Yes, the Reapers are coming, ready to slay us with their steely tentacles and laser eyes. And in these moments when you feel so small and helpless in the fight to save the galaxy, there's only one thing to do: escape. Let Shepard worry about the Reapers; take a load off and come on down to the Citadel, a marvel of technology, not only full of mysteries, but also the core of civilization.
Please refrain from laughing at Shepard's dance moves ... you never know what mood you'll catch her in.
And for those of you who miss Earth, we've got a touch of home for you in the Presidium Commons. Currently decorated with the features of the Human homeworld, the Presidium Commons is bursting with sights and sounds. Enjoy the green trees and grass alongside red exotic flowers that provide a welcome distraction. If you're looking for the perfect view for a date, may we suggest the Apollo? Not only does this restaurant serve alcoholic beverages, but it has the best steak sandwich on the station. Not convinced? Kaidan Alenko not only endorses the sandwich, but he's also a frequent visitor.
The Presidium Commons also has a special promotion running, Blasto 6: Partners in Crime has audio excerpts available for your listening pleasure - the producer is even donating a portion of the proceeds to the Citadel's military defense fund. Got a thing for buddy-cop movies? Badassfully: we bet you've never seen an Elcor in action like this.
We should warn you that you're not the only one flocking to the Citadel for safety, so refugee camps are common. We assure all of your relocation requests are being given top priority during this nightmare, but we've provided emergency housing in the docks holding area. Perhaps this is your chance to do some good and help out those who are separated from their loved ones. You might even find a bustling game of poker -- just don't bet the last of your money against James Vega. We're not sure how he always manages to win, but we're starting to guess this pile of muscles is actually smarter than he lets on.

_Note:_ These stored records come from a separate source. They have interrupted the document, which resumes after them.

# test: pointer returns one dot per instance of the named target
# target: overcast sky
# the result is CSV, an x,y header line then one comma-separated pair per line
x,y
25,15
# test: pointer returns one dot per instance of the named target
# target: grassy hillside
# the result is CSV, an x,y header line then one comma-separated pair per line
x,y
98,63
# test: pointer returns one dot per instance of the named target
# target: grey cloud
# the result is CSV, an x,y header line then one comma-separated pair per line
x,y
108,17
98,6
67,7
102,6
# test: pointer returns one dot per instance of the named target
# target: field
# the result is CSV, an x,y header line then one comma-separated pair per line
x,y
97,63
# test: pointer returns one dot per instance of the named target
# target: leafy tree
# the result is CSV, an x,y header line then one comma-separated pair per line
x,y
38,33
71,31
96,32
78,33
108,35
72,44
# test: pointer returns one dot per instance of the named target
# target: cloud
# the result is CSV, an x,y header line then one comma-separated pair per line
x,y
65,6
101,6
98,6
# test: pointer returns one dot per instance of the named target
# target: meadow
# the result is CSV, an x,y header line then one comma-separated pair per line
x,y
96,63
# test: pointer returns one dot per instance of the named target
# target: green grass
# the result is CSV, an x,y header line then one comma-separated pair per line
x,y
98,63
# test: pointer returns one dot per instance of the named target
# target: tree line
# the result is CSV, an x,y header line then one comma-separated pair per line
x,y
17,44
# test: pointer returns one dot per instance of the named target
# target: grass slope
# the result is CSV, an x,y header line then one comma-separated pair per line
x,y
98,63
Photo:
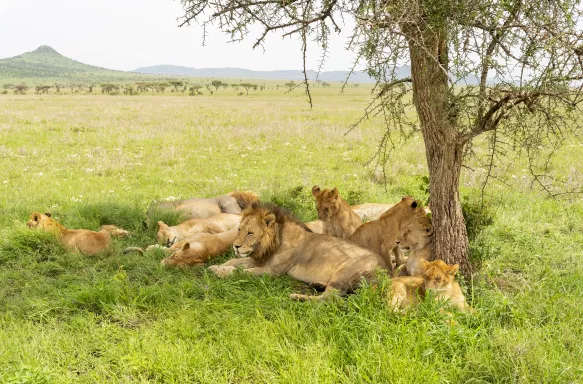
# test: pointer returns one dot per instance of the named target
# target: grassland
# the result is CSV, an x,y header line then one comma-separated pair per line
x,y
123,318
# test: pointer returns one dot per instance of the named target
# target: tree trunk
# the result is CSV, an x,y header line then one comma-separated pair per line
x,y
443,148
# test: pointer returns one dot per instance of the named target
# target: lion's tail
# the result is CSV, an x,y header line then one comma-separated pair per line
x,y
133,249
244,199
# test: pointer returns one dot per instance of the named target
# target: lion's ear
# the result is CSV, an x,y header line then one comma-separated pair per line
x,y
429,229
269,220
315,190
452,270
334,193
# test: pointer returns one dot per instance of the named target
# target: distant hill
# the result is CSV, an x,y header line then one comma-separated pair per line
x,y
45,62
238,73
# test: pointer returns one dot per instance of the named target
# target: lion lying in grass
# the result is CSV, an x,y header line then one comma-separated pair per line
x,y
381,235
200,248
335,214
198,208
437,278
215,224
417,237
83,240
272,241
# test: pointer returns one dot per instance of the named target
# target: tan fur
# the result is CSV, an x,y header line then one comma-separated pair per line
x,y
370,211
199,208
200,248
335,213
381,235
316,226
273,241
418,238
438,278
83,240
215,224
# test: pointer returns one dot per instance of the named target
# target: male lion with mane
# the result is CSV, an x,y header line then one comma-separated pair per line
x,y
272,241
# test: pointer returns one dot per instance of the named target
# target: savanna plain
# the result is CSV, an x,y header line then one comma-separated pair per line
x,y
98,159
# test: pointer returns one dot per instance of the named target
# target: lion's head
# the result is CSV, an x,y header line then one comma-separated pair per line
x,y
438,275
166,236
327,202
416,235
259,231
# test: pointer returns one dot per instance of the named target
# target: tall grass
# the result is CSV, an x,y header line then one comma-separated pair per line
x,y
94,160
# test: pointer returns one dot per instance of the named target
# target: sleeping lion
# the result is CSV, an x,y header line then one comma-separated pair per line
x,y
272,241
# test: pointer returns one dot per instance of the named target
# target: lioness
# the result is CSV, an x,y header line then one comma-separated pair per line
x,y
335,213
86,241
272,241
215,224
438,278
370,211
381,235
198,208
200,248
418,238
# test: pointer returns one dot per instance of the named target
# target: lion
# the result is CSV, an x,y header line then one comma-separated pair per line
x,y
381,235
417,237
199,208
85,241
335,213
272,241
370,211
437,278
200,248
215,224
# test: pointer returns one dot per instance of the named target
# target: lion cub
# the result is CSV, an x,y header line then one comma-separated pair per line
x,y
418,238
335,213
438,278
86,241
215,224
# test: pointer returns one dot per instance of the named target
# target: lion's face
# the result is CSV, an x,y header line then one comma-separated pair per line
x,y
256,235
327,202
166,236
438,275
38,220
416,235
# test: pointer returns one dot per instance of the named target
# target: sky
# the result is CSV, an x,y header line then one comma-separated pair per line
x,y
128,34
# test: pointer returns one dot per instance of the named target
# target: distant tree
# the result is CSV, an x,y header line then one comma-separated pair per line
x,y
20,89
161,87
176,84
42,89
248,86
216,84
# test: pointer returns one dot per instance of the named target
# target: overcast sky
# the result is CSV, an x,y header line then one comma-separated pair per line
x,y
127,34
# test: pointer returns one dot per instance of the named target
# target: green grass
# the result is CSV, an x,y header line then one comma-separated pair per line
x,y
92,160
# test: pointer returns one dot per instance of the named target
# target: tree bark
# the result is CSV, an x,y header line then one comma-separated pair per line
x,y
443,146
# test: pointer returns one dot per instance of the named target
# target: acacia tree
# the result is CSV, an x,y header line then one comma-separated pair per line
x,y
509,70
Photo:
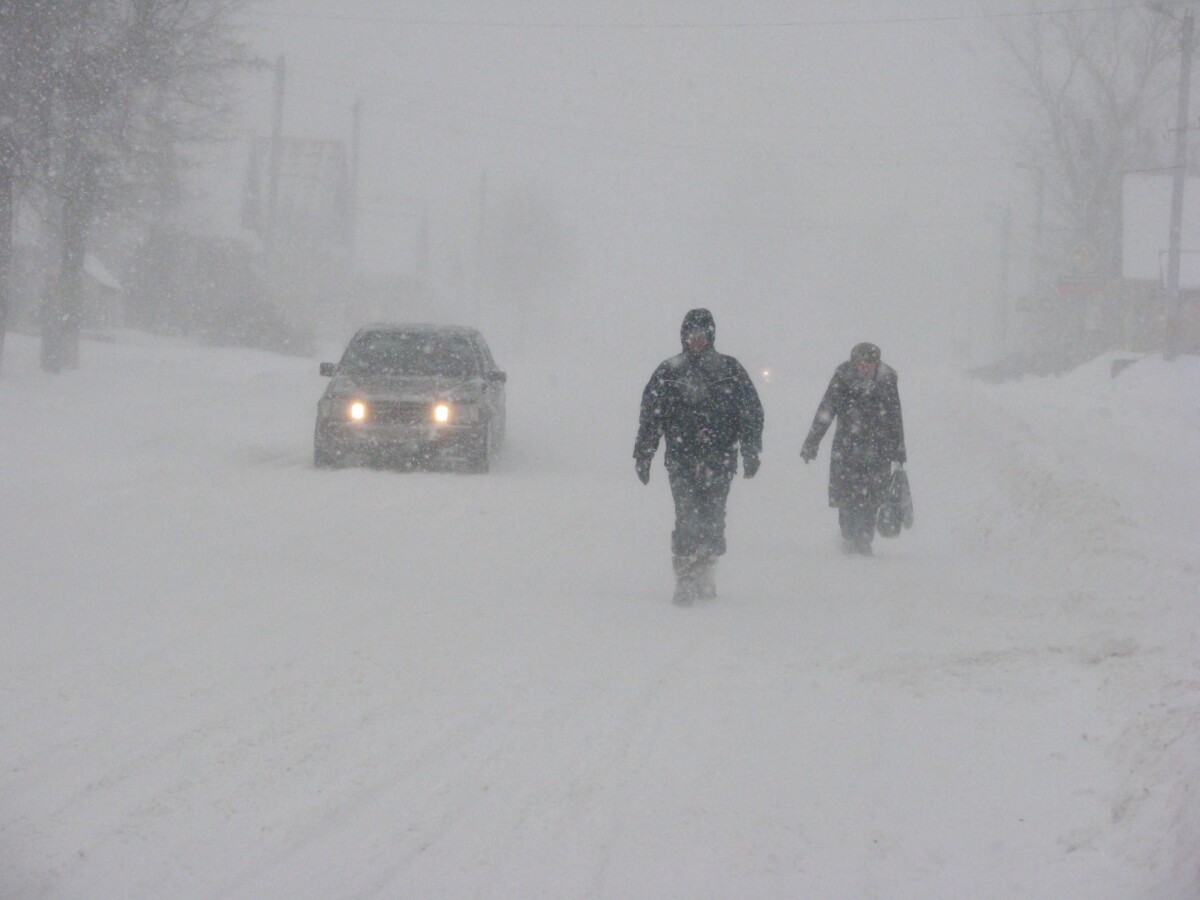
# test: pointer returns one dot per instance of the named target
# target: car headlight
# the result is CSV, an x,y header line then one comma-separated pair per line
x,y
449,412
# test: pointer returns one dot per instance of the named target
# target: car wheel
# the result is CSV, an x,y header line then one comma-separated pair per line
x,y
324,455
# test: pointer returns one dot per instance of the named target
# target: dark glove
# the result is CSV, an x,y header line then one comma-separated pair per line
x,y
749,465
643,471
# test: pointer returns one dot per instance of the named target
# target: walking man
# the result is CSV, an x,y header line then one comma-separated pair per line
x,y
864,397
703,405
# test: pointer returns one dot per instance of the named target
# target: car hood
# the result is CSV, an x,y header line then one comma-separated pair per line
x,y
391,387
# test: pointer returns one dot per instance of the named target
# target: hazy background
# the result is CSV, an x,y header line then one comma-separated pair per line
x,y
816,173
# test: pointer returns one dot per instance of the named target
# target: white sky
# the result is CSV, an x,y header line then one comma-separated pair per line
x,y
828,167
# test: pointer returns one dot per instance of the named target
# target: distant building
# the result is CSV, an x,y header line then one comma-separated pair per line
x,y
1145,228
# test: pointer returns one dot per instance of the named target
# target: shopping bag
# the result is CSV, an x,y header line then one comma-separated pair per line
x,y
895,511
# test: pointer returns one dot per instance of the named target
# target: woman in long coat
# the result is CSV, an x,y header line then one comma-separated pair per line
x,y
864,397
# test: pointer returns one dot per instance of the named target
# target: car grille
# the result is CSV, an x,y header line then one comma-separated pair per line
x,y
400,412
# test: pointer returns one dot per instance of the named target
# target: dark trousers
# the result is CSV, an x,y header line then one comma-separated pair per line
x,y
857,523
700,491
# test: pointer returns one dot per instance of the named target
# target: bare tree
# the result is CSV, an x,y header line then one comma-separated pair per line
x,y
1098,84
100,96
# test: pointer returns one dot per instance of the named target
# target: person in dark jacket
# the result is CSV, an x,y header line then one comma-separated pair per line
x,y
703,405
864,397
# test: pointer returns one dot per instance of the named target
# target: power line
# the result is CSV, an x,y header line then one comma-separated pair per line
x,y
688,25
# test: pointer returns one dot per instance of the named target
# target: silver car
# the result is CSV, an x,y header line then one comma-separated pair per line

Since the universe's situation is so dire, there's also a Memorial Wall, inundated with pictures of those lost, to pay respect to those who have perished. Merely being around this wall will shower you with support from others going through the same situation as you. So much inspiration has been lifted from this wall that we even have a tattoo artist on standby in case you have the urge to permanently make a statement. There is a travel warning for this area, though: due to the high volume of refugees, there's also an abundance of press coverage. However, security is friendly enough to look the other way in an instance where you might want to assault a reporter.

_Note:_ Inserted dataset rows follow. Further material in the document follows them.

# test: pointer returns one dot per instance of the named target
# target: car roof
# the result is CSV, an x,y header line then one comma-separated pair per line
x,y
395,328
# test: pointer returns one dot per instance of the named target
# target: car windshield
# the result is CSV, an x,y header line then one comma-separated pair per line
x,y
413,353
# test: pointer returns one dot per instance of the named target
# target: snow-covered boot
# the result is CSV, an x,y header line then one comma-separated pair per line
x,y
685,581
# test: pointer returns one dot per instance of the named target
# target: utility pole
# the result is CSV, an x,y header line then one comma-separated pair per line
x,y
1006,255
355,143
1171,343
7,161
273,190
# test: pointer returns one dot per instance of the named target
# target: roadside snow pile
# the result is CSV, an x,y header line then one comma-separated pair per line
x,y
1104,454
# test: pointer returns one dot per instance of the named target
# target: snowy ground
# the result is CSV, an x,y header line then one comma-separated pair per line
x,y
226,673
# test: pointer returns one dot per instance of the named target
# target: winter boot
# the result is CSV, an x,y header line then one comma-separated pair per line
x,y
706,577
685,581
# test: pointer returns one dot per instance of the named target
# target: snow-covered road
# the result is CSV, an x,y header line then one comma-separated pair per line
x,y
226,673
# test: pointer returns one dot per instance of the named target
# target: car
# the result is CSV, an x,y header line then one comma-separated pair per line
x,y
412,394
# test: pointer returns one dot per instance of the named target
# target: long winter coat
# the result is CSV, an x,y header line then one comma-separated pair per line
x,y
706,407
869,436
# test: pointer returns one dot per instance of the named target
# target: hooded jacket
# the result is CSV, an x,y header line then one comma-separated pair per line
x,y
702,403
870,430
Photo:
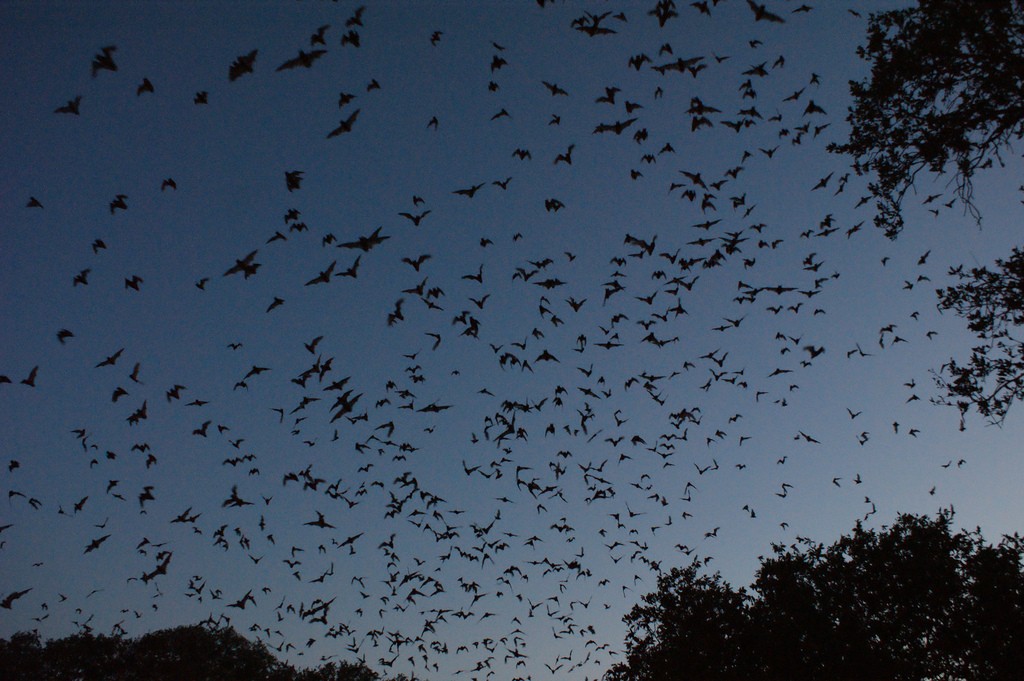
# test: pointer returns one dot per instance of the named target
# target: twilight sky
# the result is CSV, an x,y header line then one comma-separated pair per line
x,y
541,312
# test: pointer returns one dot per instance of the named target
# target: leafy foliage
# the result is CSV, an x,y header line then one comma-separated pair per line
x,y
194,652
912,601
992,303
945,93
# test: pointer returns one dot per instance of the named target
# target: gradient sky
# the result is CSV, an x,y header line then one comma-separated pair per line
x,y
524,566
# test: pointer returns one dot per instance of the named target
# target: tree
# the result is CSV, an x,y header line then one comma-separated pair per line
x,y
912,601
992,303
195,652
945,93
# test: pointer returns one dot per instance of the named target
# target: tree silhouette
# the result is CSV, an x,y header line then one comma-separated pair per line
x,y
992,303
195,652
912,601
944,94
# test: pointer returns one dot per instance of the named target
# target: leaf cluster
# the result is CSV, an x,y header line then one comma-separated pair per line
x,y
945,94
196,652
912,601
992,303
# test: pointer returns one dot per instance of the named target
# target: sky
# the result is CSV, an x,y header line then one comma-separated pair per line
x,y
508,340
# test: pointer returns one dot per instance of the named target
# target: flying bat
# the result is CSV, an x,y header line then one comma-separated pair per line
x,y
345,125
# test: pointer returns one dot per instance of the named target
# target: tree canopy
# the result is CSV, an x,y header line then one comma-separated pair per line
x,y
992,303
912,601
195,652
945,93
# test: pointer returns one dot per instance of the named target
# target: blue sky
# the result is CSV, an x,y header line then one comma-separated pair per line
x,y
594,468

Maybe you just want to forget the Reapers. We've got the place for you, a super-chic VIP bar called Purgatory. In fact, it's so exclusive that the Citadel tourism board doesn't even recognize its existence. Hey, sometimes you just need to let your hair down, numb the pain with some booze, and dance the night away. The music is always deafeningly techno, and there have been many times when frequenters end up passed out drunk in the elevator - if that's not a sign of a good night, we don't know what is! Please refrain from laughing at Shepard's dance moves, though, you never know what mood you'll catch her in.

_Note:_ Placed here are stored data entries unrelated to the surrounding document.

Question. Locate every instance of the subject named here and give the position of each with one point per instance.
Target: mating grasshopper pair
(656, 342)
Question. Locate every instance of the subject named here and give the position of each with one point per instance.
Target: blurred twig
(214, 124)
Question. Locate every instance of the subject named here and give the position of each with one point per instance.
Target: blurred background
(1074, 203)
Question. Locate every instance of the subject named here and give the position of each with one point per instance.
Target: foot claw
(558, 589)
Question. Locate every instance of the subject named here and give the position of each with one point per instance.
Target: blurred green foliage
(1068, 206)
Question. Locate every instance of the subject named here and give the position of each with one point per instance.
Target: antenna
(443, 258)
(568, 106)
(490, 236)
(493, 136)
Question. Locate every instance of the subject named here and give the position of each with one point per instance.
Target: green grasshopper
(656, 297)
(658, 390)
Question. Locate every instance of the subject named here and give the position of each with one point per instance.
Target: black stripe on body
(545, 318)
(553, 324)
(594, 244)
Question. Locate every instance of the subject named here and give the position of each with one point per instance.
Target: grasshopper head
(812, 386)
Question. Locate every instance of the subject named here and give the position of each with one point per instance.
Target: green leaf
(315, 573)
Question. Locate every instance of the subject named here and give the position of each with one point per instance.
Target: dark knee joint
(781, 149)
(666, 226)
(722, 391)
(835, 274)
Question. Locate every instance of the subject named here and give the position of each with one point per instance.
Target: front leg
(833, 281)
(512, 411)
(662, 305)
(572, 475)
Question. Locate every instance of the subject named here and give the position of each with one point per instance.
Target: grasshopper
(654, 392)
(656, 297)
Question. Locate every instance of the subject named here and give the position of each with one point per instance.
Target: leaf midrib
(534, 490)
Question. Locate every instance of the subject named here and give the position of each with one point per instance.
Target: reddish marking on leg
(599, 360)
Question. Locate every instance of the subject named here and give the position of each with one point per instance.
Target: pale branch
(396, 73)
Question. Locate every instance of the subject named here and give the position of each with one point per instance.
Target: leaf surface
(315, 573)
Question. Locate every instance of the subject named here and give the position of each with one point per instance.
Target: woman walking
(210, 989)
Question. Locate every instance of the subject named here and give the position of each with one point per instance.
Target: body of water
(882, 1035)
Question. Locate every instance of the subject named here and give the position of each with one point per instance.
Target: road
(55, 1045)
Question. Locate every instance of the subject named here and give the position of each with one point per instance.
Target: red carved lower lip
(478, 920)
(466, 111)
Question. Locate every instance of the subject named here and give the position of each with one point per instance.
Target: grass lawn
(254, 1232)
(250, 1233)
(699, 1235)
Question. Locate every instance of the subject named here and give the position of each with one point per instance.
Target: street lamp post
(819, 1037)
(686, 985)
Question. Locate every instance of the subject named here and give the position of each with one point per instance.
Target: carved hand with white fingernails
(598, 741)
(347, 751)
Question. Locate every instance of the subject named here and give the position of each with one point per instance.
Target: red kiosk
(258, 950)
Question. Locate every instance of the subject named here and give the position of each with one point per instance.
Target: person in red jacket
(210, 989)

It's the end of the world as we know it, and don't you want to feel fine? The Citadel promises a safer venue, full of plenty to immerse you away from it all. Note that life rarely gives us happy endings when facing a war, especially against indestructible, menacing machines like the Reapers. Therefore, there are no refunds if you don't like the way this journey ends ... but we do promise this trip will be memorable.